1 cup full fat sweetened condensed milk
2 cups low fat milk
1/8 tsp salt (optional)
1 vanilla bean
1. Whisk the milks together in a saucepan until the sweetened condensed milk has dissolved.
2. Scrape the vanilla bean pod seeds into the milk and add the split pod to the pan. Heat until almost boiling.
3. If you are making the rich version, beat the egg slightly in a bowl and while whisking slowly pour in a little of the hot milk mixture. Then add the egg/milk combo back into the pan, whisking all the while. Whisk until the mixture thickens slightly and then turn the heat off and let the vanilla bean steep in the hot custard. If you are making the poor version, skip the whole thing with the egg. Just bring the milk almost to a boil, then turn off the heat and let the vanilla bean steep.

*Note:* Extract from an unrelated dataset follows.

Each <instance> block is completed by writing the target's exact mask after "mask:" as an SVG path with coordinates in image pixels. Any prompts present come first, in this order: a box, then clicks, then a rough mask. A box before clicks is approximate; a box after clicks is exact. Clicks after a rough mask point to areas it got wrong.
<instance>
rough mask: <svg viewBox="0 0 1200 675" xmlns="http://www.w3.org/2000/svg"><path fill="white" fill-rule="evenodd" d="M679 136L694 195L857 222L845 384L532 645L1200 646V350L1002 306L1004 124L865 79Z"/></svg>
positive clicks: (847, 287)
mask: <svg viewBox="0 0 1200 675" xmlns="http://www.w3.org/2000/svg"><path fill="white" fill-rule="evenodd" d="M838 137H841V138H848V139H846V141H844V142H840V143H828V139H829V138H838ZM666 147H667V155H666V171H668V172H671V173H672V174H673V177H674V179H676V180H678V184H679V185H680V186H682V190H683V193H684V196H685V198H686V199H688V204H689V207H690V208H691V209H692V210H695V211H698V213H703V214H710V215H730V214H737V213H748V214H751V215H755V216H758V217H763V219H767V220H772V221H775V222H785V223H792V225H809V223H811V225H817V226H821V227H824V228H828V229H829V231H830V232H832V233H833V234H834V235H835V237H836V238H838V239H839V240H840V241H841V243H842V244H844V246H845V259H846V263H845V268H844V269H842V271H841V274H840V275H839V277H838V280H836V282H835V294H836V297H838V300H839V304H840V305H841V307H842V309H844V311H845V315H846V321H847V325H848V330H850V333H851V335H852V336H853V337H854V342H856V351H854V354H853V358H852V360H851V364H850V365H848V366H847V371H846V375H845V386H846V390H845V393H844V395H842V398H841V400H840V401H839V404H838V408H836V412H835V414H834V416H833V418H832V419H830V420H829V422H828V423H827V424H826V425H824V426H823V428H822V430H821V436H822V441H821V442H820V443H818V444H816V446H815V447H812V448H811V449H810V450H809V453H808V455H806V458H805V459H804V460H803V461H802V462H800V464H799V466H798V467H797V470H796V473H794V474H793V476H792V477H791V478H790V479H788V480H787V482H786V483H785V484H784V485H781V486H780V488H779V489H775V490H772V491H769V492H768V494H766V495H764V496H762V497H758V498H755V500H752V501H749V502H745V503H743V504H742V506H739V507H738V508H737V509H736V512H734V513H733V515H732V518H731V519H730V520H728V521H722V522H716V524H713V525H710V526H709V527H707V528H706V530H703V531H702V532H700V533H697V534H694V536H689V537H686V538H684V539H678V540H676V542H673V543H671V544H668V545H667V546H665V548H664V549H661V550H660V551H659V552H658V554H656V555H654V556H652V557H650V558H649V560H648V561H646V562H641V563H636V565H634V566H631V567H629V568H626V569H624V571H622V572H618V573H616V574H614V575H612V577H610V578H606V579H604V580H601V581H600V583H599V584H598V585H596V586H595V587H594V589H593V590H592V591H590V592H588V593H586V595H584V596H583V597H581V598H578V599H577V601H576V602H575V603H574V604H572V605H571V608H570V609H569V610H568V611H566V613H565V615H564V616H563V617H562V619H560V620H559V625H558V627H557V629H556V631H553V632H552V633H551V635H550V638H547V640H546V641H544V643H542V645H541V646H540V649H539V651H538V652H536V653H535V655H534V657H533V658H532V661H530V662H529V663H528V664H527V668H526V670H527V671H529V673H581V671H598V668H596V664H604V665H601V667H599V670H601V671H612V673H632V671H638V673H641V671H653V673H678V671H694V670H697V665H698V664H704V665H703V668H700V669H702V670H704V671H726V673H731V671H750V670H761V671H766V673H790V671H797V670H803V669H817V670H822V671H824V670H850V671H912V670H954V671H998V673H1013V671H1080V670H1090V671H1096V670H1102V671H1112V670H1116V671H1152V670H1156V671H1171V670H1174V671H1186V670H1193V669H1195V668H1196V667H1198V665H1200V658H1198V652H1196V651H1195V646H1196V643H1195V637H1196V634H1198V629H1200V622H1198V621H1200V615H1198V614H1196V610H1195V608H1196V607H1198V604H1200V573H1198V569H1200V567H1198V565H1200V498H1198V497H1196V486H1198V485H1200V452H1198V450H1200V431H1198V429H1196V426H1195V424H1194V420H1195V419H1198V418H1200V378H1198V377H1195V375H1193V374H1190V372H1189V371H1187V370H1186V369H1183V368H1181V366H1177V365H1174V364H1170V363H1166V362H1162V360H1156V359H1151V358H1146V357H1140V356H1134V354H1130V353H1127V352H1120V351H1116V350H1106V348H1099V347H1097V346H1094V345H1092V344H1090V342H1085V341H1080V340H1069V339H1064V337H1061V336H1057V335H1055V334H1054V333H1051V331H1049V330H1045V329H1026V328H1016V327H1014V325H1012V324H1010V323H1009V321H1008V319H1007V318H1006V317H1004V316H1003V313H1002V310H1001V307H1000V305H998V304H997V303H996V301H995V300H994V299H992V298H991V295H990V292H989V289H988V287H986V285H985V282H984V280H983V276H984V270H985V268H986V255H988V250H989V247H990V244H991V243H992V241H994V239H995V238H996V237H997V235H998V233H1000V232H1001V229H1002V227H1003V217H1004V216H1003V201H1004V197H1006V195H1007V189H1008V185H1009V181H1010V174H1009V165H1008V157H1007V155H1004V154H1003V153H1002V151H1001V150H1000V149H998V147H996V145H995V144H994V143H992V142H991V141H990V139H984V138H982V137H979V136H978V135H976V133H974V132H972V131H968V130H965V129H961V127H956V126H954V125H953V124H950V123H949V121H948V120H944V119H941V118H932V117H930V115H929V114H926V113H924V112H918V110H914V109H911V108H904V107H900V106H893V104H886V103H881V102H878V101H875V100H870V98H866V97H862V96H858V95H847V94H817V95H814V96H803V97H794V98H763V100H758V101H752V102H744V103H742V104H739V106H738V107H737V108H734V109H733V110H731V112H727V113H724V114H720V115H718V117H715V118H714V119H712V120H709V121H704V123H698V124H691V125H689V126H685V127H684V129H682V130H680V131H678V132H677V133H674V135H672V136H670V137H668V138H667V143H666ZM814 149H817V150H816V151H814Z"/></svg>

4. In both cases, after half an hour (or more if you are watching Scrubs and forget about it), strain the milk mix into a bowl (to remove the vanilla bean and any skin or other unsightly mess that may have formed), and place the bowl of strained custard/milk into the fridge. Don't waste the leftover vanilla bean: pat it dry on paper towels and then toss it in a small container full of sugar to make some lovely vanilla sugar. For more details on how, check out Baking Bites entry on the topic.
5. Let the milk mixture cool until well chilled. If you are in a hurry you can put it in the freezer, just make sure it doesn't start to get icy around the edges.
6. Pour into your ice cream maker and process. Once the ice cream is nearly set, pour in 1 cup of finally minced (or crumbled) raw World Peace cookie dough. I put it in still frozen, so that it didn't mess up the consistency of the ice cream.
7. Eat! This makes a great sundae too, with some chocolate syrup and maybe banana if you like such things.
This is one of my favorite ice cream recipes so far, right up there with my tropical paradise ice cream, although very different in flavour. The crumbly, slightly salty, chocolatey chunks of sugary cookie dough add the perfect distraction to a sublime vanilla bean richness that permeates the frozen cream. The poor man's version sets up slightly harder than the rich man's, which tends to stay a bit soft, but neither freeze rock hard like fat free frozen yogurt is wont to do. Both stay scoopable and creamy although if you want a creamier mouth feel the rich man's version is probably the one to go for. Personally my favorite part is the little black specks of the vanilla seeds, which remind me of the fact that the vanilla bean is the seed pod of a climbing orchid, whose hundreds of thousands of tiny seeds, when fermented in the pod, give us one of nature's most wonderful scents and flavours. Thank goodness for vanilla!